Thank you to Jeff Morgan at Inside MotoX & Offroad for publishing my images.


Riding Muskoka

Last weekend in October my husband and I had a chance to ride a very exclusive, invitation only, trail in the Muskokas. I cannot reveal it’s location as it’s private property but I will publicly send a huge thank you to the owner, Dave, for inviting us and creating 500 acres of awesomeness.

We may not have mountains in Ontario but we do have steep short hills, mixed hardwood forest and lots of Canadian Shield. Take the picture above, that’s Randy Evans a former pro-motocrosser, riding up a rather steep rock face on the aptly named trail ‘Hells Kitchen’. Ripping it in style Evans grabbed air, touched down, grabbed some more air before taking off.

I was both excited and nervous as I hadn’t ridden a technical trail in over five years. I left my camera behind and told myself my priority is to have fun and ride. And, maybe if I had the time at the end of the day I would grab my camera gear and get some shots.

Of course, as I was riding I fell in love with the terrain both as a photographer and as a rider. The 25 km loop began with single track snaking it way around hardwood trees, up and over short steep power climbs, creek crossings, and fast straight-aways.
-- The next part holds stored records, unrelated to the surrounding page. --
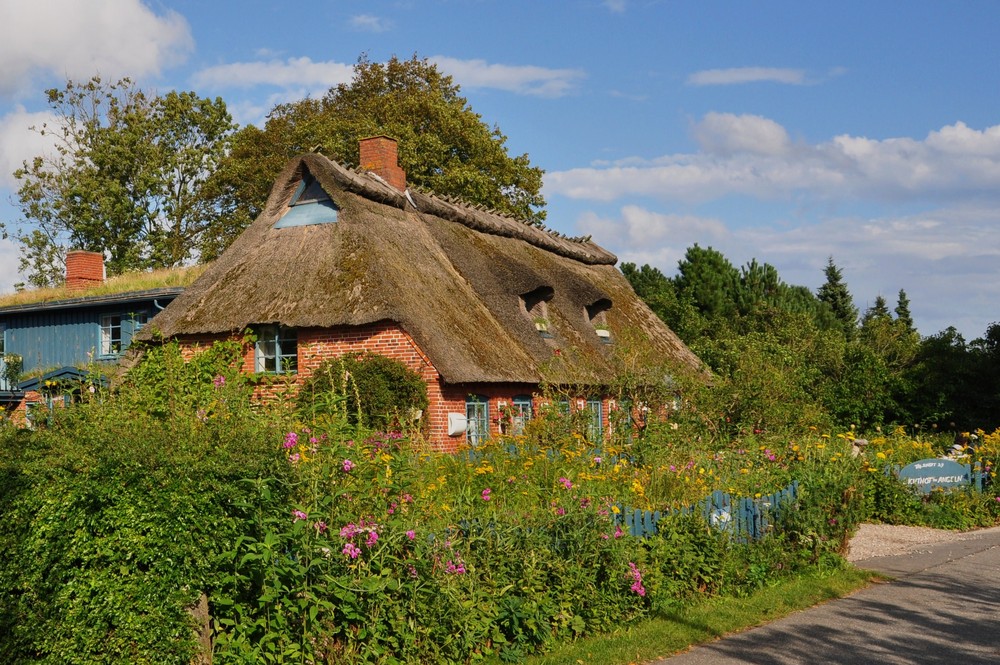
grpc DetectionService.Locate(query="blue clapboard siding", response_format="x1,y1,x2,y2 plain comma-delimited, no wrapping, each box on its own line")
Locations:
0,288,181,373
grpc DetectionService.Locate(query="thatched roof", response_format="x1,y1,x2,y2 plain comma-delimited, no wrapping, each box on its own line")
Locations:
150,154,699,383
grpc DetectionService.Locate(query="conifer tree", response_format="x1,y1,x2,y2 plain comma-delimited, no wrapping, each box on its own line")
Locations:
816,256,858,340
861,295,892,325
896,289,915,332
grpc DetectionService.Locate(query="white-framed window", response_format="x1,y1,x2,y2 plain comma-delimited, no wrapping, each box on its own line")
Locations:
510,395,532,436
465,395,490,446
585,398,604,443
101,314,122,356
254,326,299,374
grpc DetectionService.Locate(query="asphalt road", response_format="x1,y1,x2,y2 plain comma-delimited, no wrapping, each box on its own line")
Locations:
656,528,1000,665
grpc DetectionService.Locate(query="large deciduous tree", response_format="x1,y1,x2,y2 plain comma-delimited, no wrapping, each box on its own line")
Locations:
14,77,236,286
212,56,545,250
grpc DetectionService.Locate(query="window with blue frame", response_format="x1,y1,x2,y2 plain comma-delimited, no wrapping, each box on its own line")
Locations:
510,395,531,436
611,399,635,443
101,314,122,357
254,326,299,374
465,395,490,446
585,398,604,442
100,312,146,358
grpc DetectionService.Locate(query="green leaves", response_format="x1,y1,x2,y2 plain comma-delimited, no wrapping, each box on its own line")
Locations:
220,56,545,236
14,77,236,286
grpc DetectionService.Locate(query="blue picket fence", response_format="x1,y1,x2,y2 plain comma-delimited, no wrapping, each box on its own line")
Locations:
615,480,799,540
456,445,799,541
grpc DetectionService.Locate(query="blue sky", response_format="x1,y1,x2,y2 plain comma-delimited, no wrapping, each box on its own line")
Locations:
0,0,1000,340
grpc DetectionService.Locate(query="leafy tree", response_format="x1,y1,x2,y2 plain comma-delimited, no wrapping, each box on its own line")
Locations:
14,77,235,286
215,55,545,249
816,256,858,339
674,244,740,319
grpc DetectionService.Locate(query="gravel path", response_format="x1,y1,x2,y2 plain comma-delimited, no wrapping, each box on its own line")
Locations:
847,524,975,561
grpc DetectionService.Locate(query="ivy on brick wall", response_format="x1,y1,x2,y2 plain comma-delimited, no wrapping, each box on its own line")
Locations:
298,352,428,429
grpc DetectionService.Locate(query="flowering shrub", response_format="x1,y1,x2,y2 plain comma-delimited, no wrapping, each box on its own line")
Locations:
7,340,1000,663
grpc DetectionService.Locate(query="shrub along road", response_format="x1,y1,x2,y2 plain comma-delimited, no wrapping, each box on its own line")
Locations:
654,527,1000,665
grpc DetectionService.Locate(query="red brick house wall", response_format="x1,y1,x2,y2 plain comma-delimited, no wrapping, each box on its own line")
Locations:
172,321,610,451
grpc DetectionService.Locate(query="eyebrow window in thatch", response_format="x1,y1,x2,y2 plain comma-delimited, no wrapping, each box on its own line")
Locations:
586,298,611,344
521,286,556,339
274,173,338,229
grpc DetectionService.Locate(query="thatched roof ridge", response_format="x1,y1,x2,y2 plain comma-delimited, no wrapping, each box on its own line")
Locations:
267,153,618,265
147,155,698,383
402,191,618,265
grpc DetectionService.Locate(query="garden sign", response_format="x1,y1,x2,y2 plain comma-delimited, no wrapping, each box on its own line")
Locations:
899,459,972,492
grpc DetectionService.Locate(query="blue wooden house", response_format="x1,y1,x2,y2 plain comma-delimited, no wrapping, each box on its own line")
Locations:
0,252,191,417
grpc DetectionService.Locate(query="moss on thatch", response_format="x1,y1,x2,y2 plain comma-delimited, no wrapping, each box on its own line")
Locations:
0,265,207,308
150,155,699,383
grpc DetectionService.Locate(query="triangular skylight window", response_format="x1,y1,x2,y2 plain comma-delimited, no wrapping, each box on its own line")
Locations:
274,173,338,229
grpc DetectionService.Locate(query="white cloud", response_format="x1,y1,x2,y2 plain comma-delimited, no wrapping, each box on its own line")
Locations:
0,0,194,94
577,205,729,248
687,67,806,86
0,238,21,293
0,107,55,191
194,57,354,88
429,55,586,97
577,200,1000,340
694,112,791,155
545,113,1000,202
351,14,392,33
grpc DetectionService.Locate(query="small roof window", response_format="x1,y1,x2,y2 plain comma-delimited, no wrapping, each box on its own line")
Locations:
586,298,611,344
521,286,555,339
274,173,339,229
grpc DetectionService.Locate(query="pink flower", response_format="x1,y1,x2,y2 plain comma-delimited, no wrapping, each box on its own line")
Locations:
626,561,646,596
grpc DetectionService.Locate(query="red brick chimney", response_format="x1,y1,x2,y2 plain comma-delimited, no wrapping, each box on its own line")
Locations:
359,136,406,192
66,249,104,291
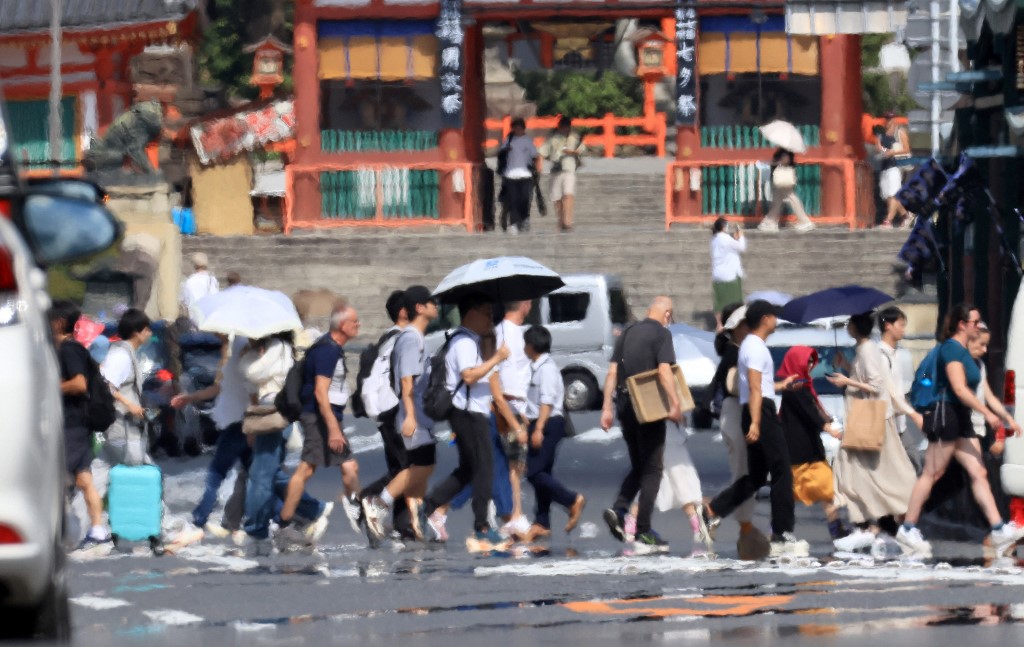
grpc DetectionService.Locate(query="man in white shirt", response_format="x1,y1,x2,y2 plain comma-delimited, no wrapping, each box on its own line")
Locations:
420,295,509,545
180,252,220,320
711,218,746,330
490,301,532,535
703,301,809,557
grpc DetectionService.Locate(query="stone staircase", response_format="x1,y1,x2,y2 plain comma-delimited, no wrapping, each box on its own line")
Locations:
183,221,906,335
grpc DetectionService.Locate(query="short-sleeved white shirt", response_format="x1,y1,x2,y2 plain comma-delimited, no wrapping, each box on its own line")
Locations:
444,327,492,416
736,334,775,404
495,319,531,414
526,353,565,420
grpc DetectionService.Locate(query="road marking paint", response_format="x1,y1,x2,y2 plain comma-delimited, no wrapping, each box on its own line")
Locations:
142,609,203,626
71,596,131,611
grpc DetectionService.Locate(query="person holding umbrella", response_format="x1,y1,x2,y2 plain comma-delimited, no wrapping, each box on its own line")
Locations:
420,292,509,547
758,148,814,233
601,297,683,553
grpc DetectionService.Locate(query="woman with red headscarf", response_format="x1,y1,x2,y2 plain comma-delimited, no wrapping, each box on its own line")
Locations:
775,346,849,541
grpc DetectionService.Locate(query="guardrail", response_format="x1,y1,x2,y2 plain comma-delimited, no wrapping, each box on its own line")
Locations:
284,162,475,233
483,113,668,158
665,157,874,230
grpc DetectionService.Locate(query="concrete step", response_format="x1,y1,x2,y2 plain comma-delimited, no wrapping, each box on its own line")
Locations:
182,225,906,332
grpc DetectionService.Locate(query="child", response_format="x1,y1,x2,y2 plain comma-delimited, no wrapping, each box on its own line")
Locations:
775,346,849,550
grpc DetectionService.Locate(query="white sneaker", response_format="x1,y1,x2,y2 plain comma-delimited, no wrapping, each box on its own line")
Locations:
833,528,874,553
203,521,231,540
988,522,1024,557
303,503,334,546
362,497,390,542
896,525,932,559
768,532,811,557
245,537,273,557
341,494,361,532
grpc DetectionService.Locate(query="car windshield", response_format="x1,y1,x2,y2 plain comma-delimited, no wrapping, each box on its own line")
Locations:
768,346,857,395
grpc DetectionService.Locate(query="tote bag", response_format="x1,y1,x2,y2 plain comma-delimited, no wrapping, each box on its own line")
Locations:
842,398,886,451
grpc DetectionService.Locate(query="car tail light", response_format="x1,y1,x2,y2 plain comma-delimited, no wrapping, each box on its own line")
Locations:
0,523,22,546
0,247,17,292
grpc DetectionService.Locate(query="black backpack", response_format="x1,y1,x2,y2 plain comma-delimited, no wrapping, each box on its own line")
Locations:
82,347,117,431
423,332,469,421
273,335,330,423
348,329,401,418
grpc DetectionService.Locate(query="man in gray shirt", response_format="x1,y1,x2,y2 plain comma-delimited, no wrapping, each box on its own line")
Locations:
499,118,541,233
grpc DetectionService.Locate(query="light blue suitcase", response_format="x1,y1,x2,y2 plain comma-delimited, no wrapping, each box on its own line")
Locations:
106,465,164,554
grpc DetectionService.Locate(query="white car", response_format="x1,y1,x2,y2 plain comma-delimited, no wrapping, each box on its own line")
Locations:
0,103,121,641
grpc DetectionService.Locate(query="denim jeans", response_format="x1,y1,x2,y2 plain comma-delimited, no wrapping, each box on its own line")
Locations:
526,416,577,529
193,422,250,528
245,427,324,540
452,414,512,517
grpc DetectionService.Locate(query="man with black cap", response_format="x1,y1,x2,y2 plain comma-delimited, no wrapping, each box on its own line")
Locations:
601,297,683,553
362,286,437,545
703,301,809,557
359,290,413,536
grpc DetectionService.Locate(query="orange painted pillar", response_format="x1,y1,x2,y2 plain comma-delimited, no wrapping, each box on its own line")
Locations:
292,0,321,164
819,36,864,225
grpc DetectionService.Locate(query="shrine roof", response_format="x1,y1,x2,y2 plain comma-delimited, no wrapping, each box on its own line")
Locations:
0,0,201,35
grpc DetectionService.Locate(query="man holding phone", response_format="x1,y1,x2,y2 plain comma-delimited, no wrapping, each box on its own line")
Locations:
703,301,810,557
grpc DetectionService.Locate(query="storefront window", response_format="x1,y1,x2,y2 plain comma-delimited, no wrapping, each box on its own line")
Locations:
318,20,438,153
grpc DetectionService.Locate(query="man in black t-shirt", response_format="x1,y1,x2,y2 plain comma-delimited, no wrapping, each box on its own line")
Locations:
601,297,683,552
50,301,111,548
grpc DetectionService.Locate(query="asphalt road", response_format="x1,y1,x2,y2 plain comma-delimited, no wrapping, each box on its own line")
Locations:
61,415,1024,647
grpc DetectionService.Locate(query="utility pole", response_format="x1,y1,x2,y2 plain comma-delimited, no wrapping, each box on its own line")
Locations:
49,0,63,177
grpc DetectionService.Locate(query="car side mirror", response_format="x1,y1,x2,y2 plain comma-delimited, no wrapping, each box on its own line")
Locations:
19,193,124,265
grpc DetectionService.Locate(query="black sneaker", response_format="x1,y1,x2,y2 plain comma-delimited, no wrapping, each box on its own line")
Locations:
602,508,626,542
634,528,669,555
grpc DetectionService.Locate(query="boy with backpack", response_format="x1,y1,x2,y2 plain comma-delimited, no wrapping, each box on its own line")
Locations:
419,295,509,546
362,286,437,545
49,301,114,548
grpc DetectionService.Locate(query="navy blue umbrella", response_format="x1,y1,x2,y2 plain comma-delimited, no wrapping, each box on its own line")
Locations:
779,286,893,324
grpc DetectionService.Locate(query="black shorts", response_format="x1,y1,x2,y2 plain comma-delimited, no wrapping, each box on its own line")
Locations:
924,400,977,442
299,413,355,467
406,442,437,467
65,427,93,477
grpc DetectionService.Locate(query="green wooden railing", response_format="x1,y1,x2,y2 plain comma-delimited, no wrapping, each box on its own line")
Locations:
700,164,821,216
321,130,437,153
7,96,78,168
700,125,821,148
319,169,440,220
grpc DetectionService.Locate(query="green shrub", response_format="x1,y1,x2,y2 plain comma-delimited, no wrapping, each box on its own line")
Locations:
515,70,643,117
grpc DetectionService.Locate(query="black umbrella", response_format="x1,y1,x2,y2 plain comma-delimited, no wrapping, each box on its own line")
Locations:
779,286,894,324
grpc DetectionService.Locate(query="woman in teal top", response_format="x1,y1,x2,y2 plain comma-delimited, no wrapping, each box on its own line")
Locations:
896,304,1024,558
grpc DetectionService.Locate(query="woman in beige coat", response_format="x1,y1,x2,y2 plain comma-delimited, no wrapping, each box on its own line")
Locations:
828,314,918,551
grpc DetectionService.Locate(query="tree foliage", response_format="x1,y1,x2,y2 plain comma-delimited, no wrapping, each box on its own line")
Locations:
515,70,643,117
198,0,294,99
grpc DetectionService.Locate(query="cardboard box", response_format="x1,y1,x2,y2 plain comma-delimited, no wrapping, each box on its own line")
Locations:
626,364,696,424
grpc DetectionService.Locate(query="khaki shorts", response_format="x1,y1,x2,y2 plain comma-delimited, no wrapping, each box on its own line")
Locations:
549,171,575,202
793,461,836,506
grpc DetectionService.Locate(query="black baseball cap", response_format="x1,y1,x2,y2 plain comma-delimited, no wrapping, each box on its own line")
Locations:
746,300,780,331
406,286,437,320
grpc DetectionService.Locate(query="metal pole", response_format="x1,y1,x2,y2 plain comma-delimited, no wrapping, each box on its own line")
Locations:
49,0,63,176
929,0,942,158
949,0,959,72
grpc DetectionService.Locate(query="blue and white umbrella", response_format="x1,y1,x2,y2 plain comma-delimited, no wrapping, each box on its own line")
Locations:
433,256,565,303
191,286,302,339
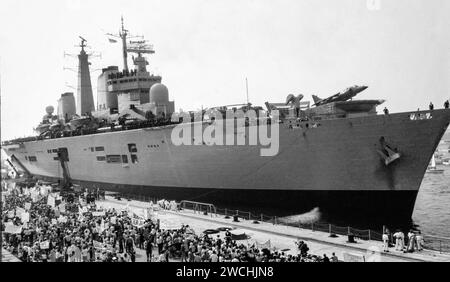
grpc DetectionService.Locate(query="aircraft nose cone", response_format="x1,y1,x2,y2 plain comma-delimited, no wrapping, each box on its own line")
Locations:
358,86,369,92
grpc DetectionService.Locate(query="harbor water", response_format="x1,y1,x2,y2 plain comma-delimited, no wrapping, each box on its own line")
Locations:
413,137,450,238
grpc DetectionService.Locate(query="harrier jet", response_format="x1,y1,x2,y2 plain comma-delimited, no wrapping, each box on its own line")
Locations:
312,85,369,106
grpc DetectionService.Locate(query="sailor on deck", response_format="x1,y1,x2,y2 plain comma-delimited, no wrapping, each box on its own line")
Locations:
382,232,389,252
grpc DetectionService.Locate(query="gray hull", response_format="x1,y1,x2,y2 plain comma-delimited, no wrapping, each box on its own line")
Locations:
7,110,450,224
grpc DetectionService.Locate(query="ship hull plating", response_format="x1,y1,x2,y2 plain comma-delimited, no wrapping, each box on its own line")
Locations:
7,110,450,226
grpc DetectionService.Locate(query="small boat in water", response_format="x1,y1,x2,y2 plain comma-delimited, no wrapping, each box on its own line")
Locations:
427,155,444,174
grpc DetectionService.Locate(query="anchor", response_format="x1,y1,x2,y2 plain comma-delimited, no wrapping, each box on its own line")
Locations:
377,137,400,166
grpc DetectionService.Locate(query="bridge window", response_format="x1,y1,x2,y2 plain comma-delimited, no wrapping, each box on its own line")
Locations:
128,143,137,153
106,155,122,163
The terrain an endless variety of topsoil: loamy, hardpacked, softpacked, rock, sand and mud. Dave’s trails had it all. A 25 km loop of fun, fast flowing and technical sections to test even the most established rider.

It took us well over an hour to complete one lap. We stopped at the lookout point perched high up on a hill. To one side a deep lush canopy of green moss covered the trail and on the other a dangerous steep drop-off. It was indeed a beautiful view and I must admit in wanting to stay in one of Dave’s two small cabins on a warm summer night quietly sitting enjoying a birds-eye view of the lake and the surrounding hilly landscape.

I have painted a pretty picture of Dave’s land and it came as a surprise to find how difficult some (ok…many) sections were to ride. Previous rainfall had made many of the hills almost unrideable. They weren’t exceptionally difficult hills but the soft, greasy dirt quickly gummed up the treads creating an ice-rink of dirt, if that makes any sense. Thank you to Jeff, Jim, Dave and a few others for helping me (2x) up and out of those uphills.

Around every corner roots grabbed the front and rear tires and joked around throwing the bike side to side. Endless babyheads hidden deep beneath a layer of wet yellow leaves threatened to take you down. It was a constant battle of balance, clutch and throttle work to stay upright and maintain any type of speed and grace. More than once my feet flew off the pegs, arms and back bent in opposite directions desperately fighting the weight of the bike, and the trail pulling and pushing. It was hard work. And I admit to feeling out of shape.

My day ended up shorter than planned thanks to a broken kick starter (I must have strong legs). I was fortunate enough not to be deep in the woods and close to a hill on open land. But before bum starting the bike I managed to squeeze off a few ‘motoscape’ pictures that I am really happy with. Here’s one of my friend and fellow ‘Dirty Onion’ Shawn Richardson pulling a wheelie comfortably in style. Easily my favourite image of the day is the one of my husband riding towards me with a textured and layered backdrop of naked birch trees. This is one cool shot when viewed on a large HD screen.

After the quick photo session, Shawn, my husband and myself headed back to the car. Most riders were already back and indulging in freshly barbecued sausages, home made chili, baked beans and little chocolate and coconut dessert squares reminiscing about the day, and how hard the trail had become compared to previous trail rides. At the point, I looked at the owner Dave and coyly asked if we could be re-invited as I had an absolute blast and would love another opportunity to rip around the trail but in a faster fashion and with more style (a drier trail would help with that). Plus, I saw so many other photo ops. I really do need to come back.

Thanks to Dave for the invitation and for building and maintaining such a variety of trails. Thank you also to Ted D. for organising an amazing ride. What better way to spend a Sunday than with friends I haven’t seen in a while and new like minded riders enjoying a pristine trail on a cool late October day.